"Masyarakat memandang penyakit tersebut bersumber dari alam seperti debu, angin dan lain-lain. Sementara pemerintah kolonial melihat sumber penularan berasal dari luar, yaitu orang-orang pendatang yang menjadi pembawa virus," tuturnya.
Menurutnya, pada masa awal flu Spanyol terjadi, pemerintah negara-negara di dunia maupun masyarakat tidak ada yang siap. Indikasinya terlihat dari penanganan yang lamban.
Dia menyampaikan, ketika wabah penyakit mulai terjadi dan sejumlah orang mulai memperlihatkan gejala tertentu, para petinggi sejumlah negara terkesan abai dengan fenomena yang terjadi di masyarakat.
Pemerintah kolonial Hindia Belanda, kata dia ketika sudah ada laporan dari daerah melalui telegram yang menyatakan sudah ada banyak korban, di antaranya dari Bali dan Banyuwangi, laporan itu tertahan di lembaga yang secara administratif setara dengan sekretariat negara selama berbulan-bulan.

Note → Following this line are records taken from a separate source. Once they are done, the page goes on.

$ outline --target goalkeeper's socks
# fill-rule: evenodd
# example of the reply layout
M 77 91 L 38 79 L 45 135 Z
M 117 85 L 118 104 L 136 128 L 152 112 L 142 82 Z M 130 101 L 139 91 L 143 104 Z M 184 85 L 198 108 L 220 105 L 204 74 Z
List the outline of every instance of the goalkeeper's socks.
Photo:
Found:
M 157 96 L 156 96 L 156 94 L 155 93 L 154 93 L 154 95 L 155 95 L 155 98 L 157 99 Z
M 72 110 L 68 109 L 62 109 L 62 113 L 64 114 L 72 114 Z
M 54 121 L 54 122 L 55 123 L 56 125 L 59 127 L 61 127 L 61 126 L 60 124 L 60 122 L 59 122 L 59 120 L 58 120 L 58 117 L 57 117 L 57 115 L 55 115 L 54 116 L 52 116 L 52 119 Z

Menurut dia, masyarakat akhirnya lebih mengedepankan upaya pengobatan tradisional. Di dalam Serat Centini disebutkan sejumlah bahan-bahan alami seperti jamu yang kerap digunakan sebagai pengobatan
"Karena tidak mendapat tanggapan, pemerintah kolonial di daerah akhirnya menjadi panik dan menyerahkan kepada masyarakat agar bertindak sendiri," ucapnya.